“MILAGRES? OS MEUS RESULTADOS É QUE CONTAM” PAULO ARAÚJO
Mestre em medicina tradicional chinesa, ajuda a quebrar estigmas e vai ganhando fama pelas rápidas recuperações que promove. Explicou-nos melhor o seu trabalho e falou também da passagem pelo FC Porto em 2021/22
Mestre em medicina tradicional chinesa, é conhecido por ‘Doutor Milagres’. Como lida com essa alcunha?
PAULO ARAÚJO – Hoje torna-se divertido. A alcunha aparece por um colega seu, o primeiro que me convenceu a dar uma entrevista. Honestamente, não ligo muito a esse epíteto, procuro estar no meu canto. A verdade é que os meus resultados é que contam. Quem não conhece, considera que é um milagre e realmente é fora do normal. Comigo, o tempo de recuperação é inferior em relação ao que é a normalidade dos casos. Por isso, convivo perfeitamente bem com a alcunha e, muitas vezes, divirto-me.
Ⓡ Partindo do princípio de que são mesmo milagres, qual foi o maior que já fez?
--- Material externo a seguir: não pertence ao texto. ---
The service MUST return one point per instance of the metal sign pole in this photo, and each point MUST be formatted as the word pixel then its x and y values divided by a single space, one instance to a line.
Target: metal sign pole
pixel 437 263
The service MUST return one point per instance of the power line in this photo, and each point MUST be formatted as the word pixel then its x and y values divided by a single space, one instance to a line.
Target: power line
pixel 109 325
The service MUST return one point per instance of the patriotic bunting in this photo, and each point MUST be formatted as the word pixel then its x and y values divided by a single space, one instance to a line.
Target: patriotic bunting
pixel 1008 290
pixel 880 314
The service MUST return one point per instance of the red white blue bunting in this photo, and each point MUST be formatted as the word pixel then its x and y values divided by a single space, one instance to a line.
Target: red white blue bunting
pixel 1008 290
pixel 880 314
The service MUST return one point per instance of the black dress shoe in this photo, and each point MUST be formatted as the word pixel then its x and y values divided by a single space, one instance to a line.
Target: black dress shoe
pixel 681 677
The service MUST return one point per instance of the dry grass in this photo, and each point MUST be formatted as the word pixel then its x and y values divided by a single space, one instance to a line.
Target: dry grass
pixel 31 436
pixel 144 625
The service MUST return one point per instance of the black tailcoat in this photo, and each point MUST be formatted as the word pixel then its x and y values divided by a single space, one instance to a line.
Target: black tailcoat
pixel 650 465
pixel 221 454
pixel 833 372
PA – São tantos, que é sempre complicado responder a essa pergunta. Vamos por partes: se for em relação a tempo de recuperação, o tamanho da rotura e tudo isso foi, por exemplo, o caso da final da Taça de Portugal, FC Porto-Benfica, de há dois anos. No jogo anterior, em Braga, o Uribe lesionou-se num joelho. O Díaz também teve uma rotura na posterior. Na altura, o FC Porto pediu-me, através dos jogadores que estavam comigo, e eu disse que os recuperava se fosse oficial. Entraram aqui numa terça-feira, às 14 horas, e estavam os dois a jogar no sábado contra o Benfica. Essa foi marcante em termos de FC Porto, de trabalho intenso. Foi uma operação milagrosa, entre aspas.
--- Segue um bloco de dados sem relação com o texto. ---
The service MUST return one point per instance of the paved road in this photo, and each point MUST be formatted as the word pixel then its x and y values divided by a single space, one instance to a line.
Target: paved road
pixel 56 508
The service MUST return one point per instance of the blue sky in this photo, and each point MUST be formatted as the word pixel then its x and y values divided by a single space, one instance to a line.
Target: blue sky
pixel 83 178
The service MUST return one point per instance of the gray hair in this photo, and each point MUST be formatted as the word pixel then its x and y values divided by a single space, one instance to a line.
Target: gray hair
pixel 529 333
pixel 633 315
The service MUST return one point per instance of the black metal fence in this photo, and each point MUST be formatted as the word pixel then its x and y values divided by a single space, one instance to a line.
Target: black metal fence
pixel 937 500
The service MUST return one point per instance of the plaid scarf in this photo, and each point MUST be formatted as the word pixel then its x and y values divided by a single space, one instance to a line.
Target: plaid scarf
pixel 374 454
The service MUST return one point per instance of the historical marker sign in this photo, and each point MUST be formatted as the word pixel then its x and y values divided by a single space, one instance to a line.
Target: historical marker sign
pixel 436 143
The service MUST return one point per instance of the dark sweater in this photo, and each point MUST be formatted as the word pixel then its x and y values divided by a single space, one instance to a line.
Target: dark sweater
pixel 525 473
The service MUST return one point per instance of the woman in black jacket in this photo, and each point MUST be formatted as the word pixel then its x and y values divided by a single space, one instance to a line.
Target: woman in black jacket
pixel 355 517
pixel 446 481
Ⓡ E que outro milagre destaca?
PA – Podemos também ir pela maior em termos de tamanho da lesão e isso fica entre o Lucas João e o Beto. A coisa anda ali renhida. O Lucas teve rotura de 16 cm no bícep femoral, seis no semimembranoso e quatro no semitendinoso, portanto a posterior... um edema de 20 e tal centímetros. Em Inglaterra diziam que tinha cinco meses de paragem. O Lucas veio para cá, 10 dias depois estava em Inglaterra a fazer ressonância e, no dia seguinte, estava a jogar e a marcar dois golos, nunca mais teve problemas naquela perna. O Beto também teve uma rotura grande e também afetou dois ou três músculos da posterior, também foram 14 centímetros ou coisa assim. Deram-lhe cinco meses, provavelmente a terminar carreira devido à idade. Aos 12 dias já voava aqui.
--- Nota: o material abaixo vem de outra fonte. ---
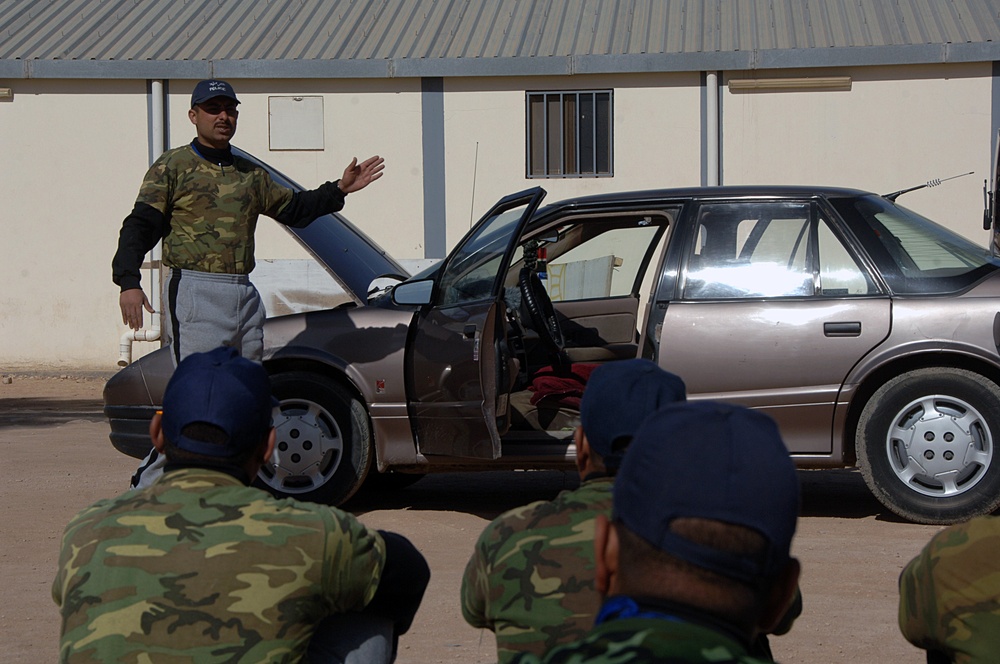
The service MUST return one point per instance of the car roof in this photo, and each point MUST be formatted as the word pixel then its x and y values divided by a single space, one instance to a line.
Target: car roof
pixel 651 196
Ⓡ Foram esses os maiores desafios que teve?
PA – Não sei. Eu tenho uma filosofia muito oriental, mas, de todos os provérbios, o que eu levo para a vida até é brasileiro e diz ‘pimenta no rabo dos outros é refresco’. Cada jogador ou paciente que se deita na minha marquesa é visto como se fosse o Cristiano Ronaldo. Não abdico disso. Esse é um dos meus grandes segredos, nunca facilitar por mais pequenina que seja a coisa, porque para cada um é sempre a coisa mais importante.
Ⓡ E é desafiante lidar com os jogadores de futebol?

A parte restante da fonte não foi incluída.